November 26, 2009

Clearing the Mystery of PCI Compliance (Part 4)

Posted by 2Checkout Category Icon2Checkout Category IconTechnology

Last week we looked at Anti-Virus(AV) software. This provides us with a reasonable level of protection so that we can protect our customers’ information. However, new threats are always being released and we need to make sure we keep updated on the latest virus or new security threat. We also need to have a place to test out software and hardware updates, as well as a place to try new shopping carts, or new pieces of code that will make our business more efficient, profitable, or just easier. Let’s take a look at the PCI Requirements on how to develop and maintain secure systems and applications.

First, we need to make sure that our computers, firewall, and any other devices we have are all updated with vendor-supplied security patches. We also need to make sure that we install any future updates within one month of release. In our example, we have agreed to a contract with our firewall and anti-virus manufacturers for a years worth of free updates. Our web browser and operating systems will also provide us with security updates. So this is already covered. Good thing we think ahead! It is our responsibility to make sure we are aware of new security threats and take steps to counter them. It isn’t a good idea to rely on one source of information, one example of a free threat alert is from Bugtraq. Your anti-virus vendor should also provide you with updated threat reports. There are others, and I recommend checking at least two alerts every day.

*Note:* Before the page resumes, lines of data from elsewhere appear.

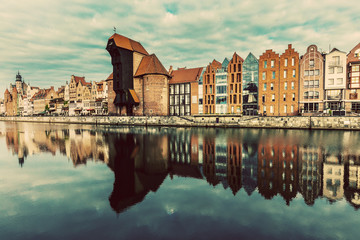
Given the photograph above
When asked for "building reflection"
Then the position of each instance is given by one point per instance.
(142, 158)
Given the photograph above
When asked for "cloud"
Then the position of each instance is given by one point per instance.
(49, 41)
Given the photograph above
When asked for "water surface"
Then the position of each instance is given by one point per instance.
(80, 181)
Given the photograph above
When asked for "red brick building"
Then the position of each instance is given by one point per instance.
(352, 95)
(269, 72)
(209, 87)
(184, 91)
(234, 84)
(289, 82)
(140, 81)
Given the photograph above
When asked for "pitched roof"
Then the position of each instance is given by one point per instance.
(236, 57)
(150, 65)
(110, 77)
(78, 79)
(129, 44)
(351, 55)
(183, 75)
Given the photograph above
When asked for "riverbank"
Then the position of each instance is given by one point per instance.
(343, 123)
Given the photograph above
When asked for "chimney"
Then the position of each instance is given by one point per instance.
(170, 70)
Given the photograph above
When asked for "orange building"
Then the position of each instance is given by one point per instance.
(209, 87)
(269, 83)
(311, 83)
(140, 81)
(352, 96)
(234, 84)
(184, 91)
(289, 82)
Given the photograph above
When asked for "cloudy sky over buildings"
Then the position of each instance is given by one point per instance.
(48, 41)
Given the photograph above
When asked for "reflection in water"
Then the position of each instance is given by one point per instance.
(270, 162)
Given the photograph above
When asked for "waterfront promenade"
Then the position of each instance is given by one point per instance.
(303, 122)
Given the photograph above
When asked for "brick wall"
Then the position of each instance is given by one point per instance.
(153, 93)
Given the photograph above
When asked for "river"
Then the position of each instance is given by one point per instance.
(106, 182)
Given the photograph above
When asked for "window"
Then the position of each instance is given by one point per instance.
(311, 83)
(316, 95)
(306, 95)
(311, 63)
(182, 89)
(306, 84)
(316, 83)
(187, 88)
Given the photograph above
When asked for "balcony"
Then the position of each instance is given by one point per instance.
(353, 96)
(335, 64)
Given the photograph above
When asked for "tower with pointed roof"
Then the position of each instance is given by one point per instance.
(140, 81)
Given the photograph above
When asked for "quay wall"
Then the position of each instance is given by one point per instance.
(303, 122)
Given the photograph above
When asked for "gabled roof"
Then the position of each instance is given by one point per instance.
(183, 75)
(236, 57)
(215, 63)
(129, 44)
(110, 77)
(335, 49)
(78, 79)
(351, 55)
(150, 65)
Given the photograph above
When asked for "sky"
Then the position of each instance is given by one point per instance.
(48, 41)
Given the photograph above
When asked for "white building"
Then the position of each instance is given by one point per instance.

Now, we need to make sure that our new updates, or any other new applications for that matter, will work on our network. Unless you are comfortable working on your network alone, you will need to hire a system admin for this. We need to have a completely separate environment to develop and test all security patches and system and software configuration changes before deployment. We need this separation because we cannot use or endanger our customers’ information. If a new piece of code for our shopping cart ends up being a security risk, it’s best to find that out before our customers use it. So, separate environments for all development, new programs, everything except processing the live sales.

After testing the updates, creating a back out plan and verification process (assuming they all work with no security risks) we are ready to move them over into the “live” environment. While you have your network admin available you will want to establish a variety of procedures for when you need to make changes using your new development environment. Essentially, you need documentation stating what is being developed/tested, who recommended the development, and what testing is being done to make sure it’s safe.

If we develop or use web software and applications we need to make sure they are based on secure coding guidelines such as the Open Web Application Security Project guidelines. We have to review custom application code to identify coding vulnerabilities for each new piece of code or application we use/update. This requirement also covers the prevention of common coding vulnerabilities in software development such as buffer overflows, improper error handling, insecure storage, and the dread denial of service. This is by no means a complete list of what we need to cover, but it gives a good place to start.

I have already established my limited knowledge regarding networking, so I looked for estimates on how long it will take for a network admin to complete this project. Unfortunately, different networks and needs make estimating this job particularly difficult. The minimum estimation I have is roughly 60 hours, but they can easily go as high as 300 – 500 hours.

Now that we have our network protected with AV software and a testing/development environment to make sure that everything is secure for our customers, we should be just about finished meeting the PCI standards. Well, we are half way through – the end is in sight.

Bottom Line for Steps 5 and 6:Time:
Networking – 100 – 500 hours

Business level Anti-Virus Software: $500-$700 (Includes one year’s worth of updates)
Network Admin $1,000 – $5,000 minimum. People who specialize in PCI Compliance often charge $250+ each hour of work.